Redundancy in communication networks is critical in substation automation, processing, and manufacturing application. Although there are several media redundancy communication protocols, instant switchover to backup or secondary pathways with zero reconfiguration time is required for protection of electrical substation, synchronized drivers, high-power inverters, and printing machines. Parallel Redundancy Protocol (PRP) meets these criteria and is commonly used in substation automation especially for process bus implementation. 

Salient features
  • IEC Standard (IEC 62439-3, Clause 4) providing redundancy for standard Ethernet based networks
  • Two physical network ports are used for communication, which are connected to independent networks respectively.
  • Each Ethernet frame is duplicated and transmitted on both the networks.
  • The receiver discards the duplicate frame and forwards a single copy to the higher layers of network stack.
  • The entire process of duplicating on the transmit side and discarding the duplicates on the receiver is done
    seamlessly and unknown to the application.
  • The two networks have to be independent but need not be identical.
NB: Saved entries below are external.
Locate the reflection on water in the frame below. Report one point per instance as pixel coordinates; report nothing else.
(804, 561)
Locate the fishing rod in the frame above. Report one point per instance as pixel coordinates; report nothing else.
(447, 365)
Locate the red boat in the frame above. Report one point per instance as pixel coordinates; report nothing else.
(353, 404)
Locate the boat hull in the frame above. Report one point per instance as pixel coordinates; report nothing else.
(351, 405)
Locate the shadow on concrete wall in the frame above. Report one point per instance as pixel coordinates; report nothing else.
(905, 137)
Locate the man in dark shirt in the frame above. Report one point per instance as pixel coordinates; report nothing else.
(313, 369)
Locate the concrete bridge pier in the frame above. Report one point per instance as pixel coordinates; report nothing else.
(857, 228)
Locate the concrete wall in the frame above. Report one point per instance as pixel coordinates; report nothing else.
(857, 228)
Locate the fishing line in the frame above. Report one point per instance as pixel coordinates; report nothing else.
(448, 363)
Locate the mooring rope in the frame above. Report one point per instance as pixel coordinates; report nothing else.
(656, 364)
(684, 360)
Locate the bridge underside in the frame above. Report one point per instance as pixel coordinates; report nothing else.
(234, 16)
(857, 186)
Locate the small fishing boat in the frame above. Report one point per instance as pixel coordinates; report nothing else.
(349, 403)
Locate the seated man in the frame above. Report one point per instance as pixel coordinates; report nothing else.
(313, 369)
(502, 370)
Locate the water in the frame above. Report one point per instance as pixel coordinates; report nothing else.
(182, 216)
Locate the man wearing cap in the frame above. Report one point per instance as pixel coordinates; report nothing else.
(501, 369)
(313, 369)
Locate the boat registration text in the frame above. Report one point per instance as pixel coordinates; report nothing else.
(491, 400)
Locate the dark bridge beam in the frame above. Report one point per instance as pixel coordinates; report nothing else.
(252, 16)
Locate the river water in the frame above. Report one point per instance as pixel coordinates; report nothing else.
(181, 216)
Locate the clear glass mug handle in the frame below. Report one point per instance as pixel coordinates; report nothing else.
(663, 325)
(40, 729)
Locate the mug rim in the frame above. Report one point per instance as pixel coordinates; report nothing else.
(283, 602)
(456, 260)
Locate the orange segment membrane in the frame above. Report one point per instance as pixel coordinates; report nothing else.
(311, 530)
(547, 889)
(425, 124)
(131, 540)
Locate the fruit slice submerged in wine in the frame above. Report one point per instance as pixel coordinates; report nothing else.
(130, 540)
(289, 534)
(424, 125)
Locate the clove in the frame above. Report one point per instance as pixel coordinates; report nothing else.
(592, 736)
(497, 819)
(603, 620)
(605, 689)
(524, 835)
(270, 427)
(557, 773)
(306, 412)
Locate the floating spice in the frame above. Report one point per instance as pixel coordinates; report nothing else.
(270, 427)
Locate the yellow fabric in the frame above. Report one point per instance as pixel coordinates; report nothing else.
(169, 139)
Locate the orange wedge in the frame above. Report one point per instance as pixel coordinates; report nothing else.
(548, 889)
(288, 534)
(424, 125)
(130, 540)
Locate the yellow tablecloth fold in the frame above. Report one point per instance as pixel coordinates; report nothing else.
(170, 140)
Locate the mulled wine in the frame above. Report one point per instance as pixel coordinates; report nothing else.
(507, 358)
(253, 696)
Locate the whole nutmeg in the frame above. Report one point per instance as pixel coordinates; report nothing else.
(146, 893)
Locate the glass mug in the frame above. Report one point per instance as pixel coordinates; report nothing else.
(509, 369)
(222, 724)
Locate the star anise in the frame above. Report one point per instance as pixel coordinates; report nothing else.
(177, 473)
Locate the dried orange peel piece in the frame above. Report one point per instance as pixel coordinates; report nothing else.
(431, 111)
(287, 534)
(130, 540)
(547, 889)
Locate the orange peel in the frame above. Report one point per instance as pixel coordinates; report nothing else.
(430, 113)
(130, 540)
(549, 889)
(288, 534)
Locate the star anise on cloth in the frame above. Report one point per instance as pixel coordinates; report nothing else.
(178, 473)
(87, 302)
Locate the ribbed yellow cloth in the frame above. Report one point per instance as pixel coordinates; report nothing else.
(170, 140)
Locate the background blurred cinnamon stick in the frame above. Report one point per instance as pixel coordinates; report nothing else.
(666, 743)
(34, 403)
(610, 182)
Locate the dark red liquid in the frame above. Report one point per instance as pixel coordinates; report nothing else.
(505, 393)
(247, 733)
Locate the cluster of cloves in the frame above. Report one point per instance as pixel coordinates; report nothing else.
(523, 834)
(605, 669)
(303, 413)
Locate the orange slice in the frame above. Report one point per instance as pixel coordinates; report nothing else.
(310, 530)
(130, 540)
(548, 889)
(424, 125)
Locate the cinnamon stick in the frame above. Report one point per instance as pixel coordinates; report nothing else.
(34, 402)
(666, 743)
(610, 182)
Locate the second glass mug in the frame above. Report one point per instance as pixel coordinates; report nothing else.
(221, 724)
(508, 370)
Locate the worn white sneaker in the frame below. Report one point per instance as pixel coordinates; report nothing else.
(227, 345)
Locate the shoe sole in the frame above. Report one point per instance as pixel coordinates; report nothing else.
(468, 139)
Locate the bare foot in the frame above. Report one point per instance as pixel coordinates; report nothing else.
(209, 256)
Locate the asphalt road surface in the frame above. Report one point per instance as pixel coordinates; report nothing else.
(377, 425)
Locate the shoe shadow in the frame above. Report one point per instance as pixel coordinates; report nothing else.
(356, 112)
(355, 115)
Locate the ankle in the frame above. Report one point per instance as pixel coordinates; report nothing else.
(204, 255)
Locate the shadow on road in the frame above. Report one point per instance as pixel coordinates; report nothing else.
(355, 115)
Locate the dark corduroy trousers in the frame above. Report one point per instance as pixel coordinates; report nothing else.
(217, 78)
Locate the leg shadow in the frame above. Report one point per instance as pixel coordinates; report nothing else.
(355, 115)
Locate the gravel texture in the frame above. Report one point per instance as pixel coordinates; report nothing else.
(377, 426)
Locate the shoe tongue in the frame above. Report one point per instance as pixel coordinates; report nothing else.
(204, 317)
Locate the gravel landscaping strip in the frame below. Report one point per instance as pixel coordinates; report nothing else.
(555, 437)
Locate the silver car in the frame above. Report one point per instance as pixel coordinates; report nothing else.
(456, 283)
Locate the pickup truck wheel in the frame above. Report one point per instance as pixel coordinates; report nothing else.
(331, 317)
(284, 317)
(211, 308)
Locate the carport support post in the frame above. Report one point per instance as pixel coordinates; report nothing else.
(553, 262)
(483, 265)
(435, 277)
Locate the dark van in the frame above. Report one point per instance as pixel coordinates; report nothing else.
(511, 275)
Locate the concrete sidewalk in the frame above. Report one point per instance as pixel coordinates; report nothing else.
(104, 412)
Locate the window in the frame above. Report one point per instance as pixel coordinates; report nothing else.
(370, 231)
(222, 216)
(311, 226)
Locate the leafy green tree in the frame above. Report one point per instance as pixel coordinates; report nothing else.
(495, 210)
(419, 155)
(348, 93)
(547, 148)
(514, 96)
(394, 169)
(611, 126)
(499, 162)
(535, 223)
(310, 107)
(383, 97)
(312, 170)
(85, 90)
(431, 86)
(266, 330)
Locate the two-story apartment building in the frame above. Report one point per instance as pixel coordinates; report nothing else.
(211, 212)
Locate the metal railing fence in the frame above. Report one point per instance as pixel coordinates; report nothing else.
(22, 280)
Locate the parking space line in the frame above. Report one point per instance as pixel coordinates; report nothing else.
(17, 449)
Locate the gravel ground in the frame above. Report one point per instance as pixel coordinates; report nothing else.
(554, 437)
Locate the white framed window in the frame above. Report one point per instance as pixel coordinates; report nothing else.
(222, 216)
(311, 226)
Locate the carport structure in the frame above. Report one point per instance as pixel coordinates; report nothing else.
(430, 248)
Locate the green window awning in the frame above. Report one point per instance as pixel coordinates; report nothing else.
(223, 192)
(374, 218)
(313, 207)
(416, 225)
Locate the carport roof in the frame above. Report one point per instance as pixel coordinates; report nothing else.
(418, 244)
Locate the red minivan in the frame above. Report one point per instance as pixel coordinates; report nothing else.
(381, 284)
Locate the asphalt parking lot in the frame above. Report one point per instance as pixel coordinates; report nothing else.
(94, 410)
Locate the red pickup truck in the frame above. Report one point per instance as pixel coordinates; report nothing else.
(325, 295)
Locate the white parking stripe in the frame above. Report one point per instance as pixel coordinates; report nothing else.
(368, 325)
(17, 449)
However they should have similar timing delays.
  • Failure of a network component on a network still ensures that the duplicate is received by the receiver.
  • Can be easily scaled to large complex networks, but the cost of duplicate network resources also scales correspondingly.
our expertise

We have advanced level expertise with the design and implementation of the PRP on the Texas Instruments Sitara platform with Linux/RTOS running on the ARM core and the firmware running on the Programmable Real-time Unit (PRU) core within the Industrial Communication Sub-System (ICSS). Frame duplication on the transmit side and duplicate discard on the receive side has been offloaded to the firmware to improve the OS performance on the ARM host. The implementation has been tested rigorously under heavy traffic conditions in conjunction with the PTP protocol. Further enhancements in the performance of the driver and the firmware is currently work in progress.